Tuesday, February 10, 2015

"Fight for Freedom" Town Hall aired by (Washington DC) WJLA "News Channel 8" as part of its "Your Voice, Your Future" series; I am in the audience



ABC affiliate WJLA aired the “Town Hall: Fight for Freedom: Your Voice, Your Future” from its headquarters in the Rosslyn “downtown” area of Arlington VA, almost on the Potomac River.
 
This broadcast is the latest in a series of Roundtables (half hour, no audience) and Townhalls (one hour, with studio audience)  aired at 7 PM EST on some weeknights on News Channel 8 in Washington.  I was in the audience, on the second row, and this time the event was in the Second Floor Studio of the building, rather than in the Arisphere (which is larger and which is easier to move around in). 

There was a technical issue in that we could not hear some of the outside feeds during the show.
  
The panelists were Frank Gaffney from the Center for Security Policy (link), Clifford May from Foundation for Defense of Democracies (link)  Jane Hall, journalism professor at American University (link), and Faheem Younus (“Muslimerican”, link) as well as, remote, Representative Scott Perry (R-PA), direct line from Harrisburg.  Jeff Barnum moderated.
  

Scott Thuman reported on several stories, including a decision by Japan not to allow its journalists to travel to Syria and Iraq, after the recent execution of another Japanese journalist by ISIS.  He also reported on a blizzard of “copythreat” threats against commercial airline flights on Twitter, which can be traced and can result in 5 years in prison.  Another clip concerns the use of flashy social media to recruit young men and women from western countries, a campaign that works mostly in Europe but that has resulted in the arrests of a few young people from the US. 

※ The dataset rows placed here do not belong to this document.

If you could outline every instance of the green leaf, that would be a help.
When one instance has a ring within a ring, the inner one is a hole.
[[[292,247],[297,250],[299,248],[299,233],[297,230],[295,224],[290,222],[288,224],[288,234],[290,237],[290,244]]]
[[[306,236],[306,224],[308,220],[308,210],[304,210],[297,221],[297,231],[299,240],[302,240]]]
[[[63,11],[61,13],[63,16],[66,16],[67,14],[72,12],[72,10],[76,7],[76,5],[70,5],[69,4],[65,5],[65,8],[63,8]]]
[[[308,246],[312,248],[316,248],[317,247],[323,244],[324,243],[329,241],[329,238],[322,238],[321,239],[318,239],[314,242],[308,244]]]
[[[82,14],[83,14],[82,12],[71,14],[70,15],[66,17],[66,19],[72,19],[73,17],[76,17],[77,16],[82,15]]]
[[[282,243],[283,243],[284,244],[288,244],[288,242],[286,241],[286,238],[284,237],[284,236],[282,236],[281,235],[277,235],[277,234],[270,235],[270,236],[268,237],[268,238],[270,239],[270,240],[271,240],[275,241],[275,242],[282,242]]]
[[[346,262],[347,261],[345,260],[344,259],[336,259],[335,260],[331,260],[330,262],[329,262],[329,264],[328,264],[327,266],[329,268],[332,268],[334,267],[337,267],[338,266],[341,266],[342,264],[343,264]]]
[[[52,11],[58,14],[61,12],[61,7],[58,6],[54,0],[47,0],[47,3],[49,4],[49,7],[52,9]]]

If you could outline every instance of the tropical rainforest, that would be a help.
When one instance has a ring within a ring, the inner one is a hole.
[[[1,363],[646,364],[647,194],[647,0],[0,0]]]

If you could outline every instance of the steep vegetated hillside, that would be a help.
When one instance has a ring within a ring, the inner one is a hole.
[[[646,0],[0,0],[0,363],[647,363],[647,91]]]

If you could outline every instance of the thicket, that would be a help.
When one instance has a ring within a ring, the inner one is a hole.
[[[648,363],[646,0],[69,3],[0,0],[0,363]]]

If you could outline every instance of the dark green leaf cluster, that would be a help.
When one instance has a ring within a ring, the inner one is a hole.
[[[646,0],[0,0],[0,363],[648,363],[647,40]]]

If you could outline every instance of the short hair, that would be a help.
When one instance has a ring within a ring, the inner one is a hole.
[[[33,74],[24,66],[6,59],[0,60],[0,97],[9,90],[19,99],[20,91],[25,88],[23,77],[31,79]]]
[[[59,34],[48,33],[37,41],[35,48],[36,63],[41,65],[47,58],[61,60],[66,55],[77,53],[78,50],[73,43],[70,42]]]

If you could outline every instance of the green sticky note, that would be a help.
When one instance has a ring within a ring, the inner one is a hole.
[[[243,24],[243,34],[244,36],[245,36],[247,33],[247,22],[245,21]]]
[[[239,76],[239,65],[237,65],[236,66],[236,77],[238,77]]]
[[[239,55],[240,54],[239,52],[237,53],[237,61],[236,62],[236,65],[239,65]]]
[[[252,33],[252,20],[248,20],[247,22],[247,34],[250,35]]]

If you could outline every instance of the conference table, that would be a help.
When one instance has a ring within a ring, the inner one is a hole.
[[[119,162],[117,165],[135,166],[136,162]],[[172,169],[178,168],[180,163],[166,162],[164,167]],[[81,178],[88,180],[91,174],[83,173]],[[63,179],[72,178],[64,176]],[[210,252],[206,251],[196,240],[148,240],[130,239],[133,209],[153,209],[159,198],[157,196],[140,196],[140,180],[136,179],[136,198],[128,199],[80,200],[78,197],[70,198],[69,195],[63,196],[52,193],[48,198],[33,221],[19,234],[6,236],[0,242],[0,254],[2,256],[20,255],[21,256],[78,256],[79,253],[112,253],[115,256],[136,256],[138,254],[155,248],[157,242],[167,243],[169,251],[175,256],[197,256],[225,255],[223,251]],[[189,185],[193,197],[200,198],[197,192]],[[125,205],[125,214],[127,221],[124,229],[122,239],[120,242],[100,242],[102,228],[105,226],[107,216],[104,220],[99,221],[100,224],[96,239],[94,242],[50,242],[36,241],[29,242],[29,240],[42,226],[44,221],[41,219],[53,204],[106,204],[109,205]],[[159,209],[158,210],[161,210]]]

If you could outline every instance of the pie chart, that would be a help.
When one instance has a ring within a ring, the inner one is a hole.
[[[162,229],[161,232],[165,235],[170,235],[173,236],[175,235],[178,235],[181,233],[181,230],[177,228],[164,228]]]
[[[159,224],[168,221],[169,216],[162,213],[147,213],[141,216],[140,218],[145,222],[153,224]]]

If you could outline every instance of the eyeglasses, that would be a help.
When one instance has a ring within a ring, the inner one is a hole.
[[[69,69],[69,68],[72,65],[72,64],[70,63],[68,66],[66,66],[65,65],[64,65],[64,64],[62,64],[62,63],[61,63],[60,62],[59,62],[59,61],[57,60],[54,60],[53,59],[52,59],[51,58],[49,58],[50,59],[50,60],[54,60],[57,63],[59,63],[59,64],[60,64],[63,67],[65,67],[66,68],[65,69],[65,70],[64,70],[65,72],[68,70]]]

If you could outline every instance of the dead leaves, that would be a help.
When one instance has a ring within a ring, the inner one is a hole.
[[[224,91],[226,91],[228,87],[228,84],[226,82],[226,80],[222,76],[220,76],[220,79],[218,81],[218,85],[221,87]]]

One of the audience, a Muslim woman, challenged Gaffney for his alleges support of Islamaphobia.  Later questions concerned whether the US should put “boots on the ground” in Syria.  But the most important question may have been those concerned about how journalists can continue honest reporting, when ISIS attacks them and executes them.  The honest answer was, maybe, we can’t.  Totalitarian societies go to great lengths to prevent information about what is going on to get out.
  
But the most sobering moment came when Gaffney mentioned Salman Rushdie, the target of a fatwa from Iran in the early 1980s for the book “Satanic Verses”.  True, the threat came from Shiite rather than Sunni Islam.  But it shows that the concern isn’t limited to just drawings and cartoons.  Gaffney said that European nations should have withdrawn diplomats from Iran immediately.  Instead, they told Rushdie, a British subject and definitely not a resident or subject of Iran or any other Muslim country, to hire bodyguards and that “he had a problem.”  That is when free speech in the west became jeopardized.

As for the cartoons, Younus said that not publishing images of Muhammad should be a matter of conscience, not law, but he compared the practice to using the “n” or “f” words in the US (to refer to “blacks” or “gays”). 
  
Later Younus got into a debate with the other panelists on whether there is something in Islam that condones violence against non-Muslim civilians as justified by religious scripture.  There was some discussion of the scope of Sharia law, particularly when it deals with secular interactions with non-Muslims.  Some of it got heated. There was a suggestion, from Gaffney at least, that the point of the ISIS behavior extends beyond scripture to simply a need to control others ("apostates") as part of the ideology, a religious analogue to Hitler or Stalin (or Kim Jong-Un).   
    
The audience included several Muslims, and several journalism students from American University.  I was in the queue to ask a question but time ran out.  So I asked the question of the panelists in person after the broadcast.  I was going to ask them to comment on the (Cato Institute) book “The Tyranny of Silence” by Flemming Rose from the Danish newspaper Jyllands-Posten, at the time of the Cartoon Controversy in 2005.  The book was written before the assassination of Charlie Hebdo and other journalists in Paris in January 2015.  I would have mentioned Moly Norris.  Gaffney immediately reacted to my mentioning her name, and regretted likewise not having time (in just one hour) to get to the implications of how her situation was handled by the FBI (similar to Rushdie, who did not go into hiding or change names).   I don’t think we have a word in our vocabulary for this problem, it’s a kind of “socialization-induced chilling effects” familiar in ganga and organized crime.  Alfred Hitchcock has explored this problem (as close as ever in cinema) with his two versions of “The Man Who Knew Too Much”. 
  
This forum could have used a full 90 minutes.  
Update (later 2/10):  NBC News just released a news story about hacking social media of a military spouse, here.  This is along the lines of the Town Hall, but in a critical area we didn't have enough time to cover.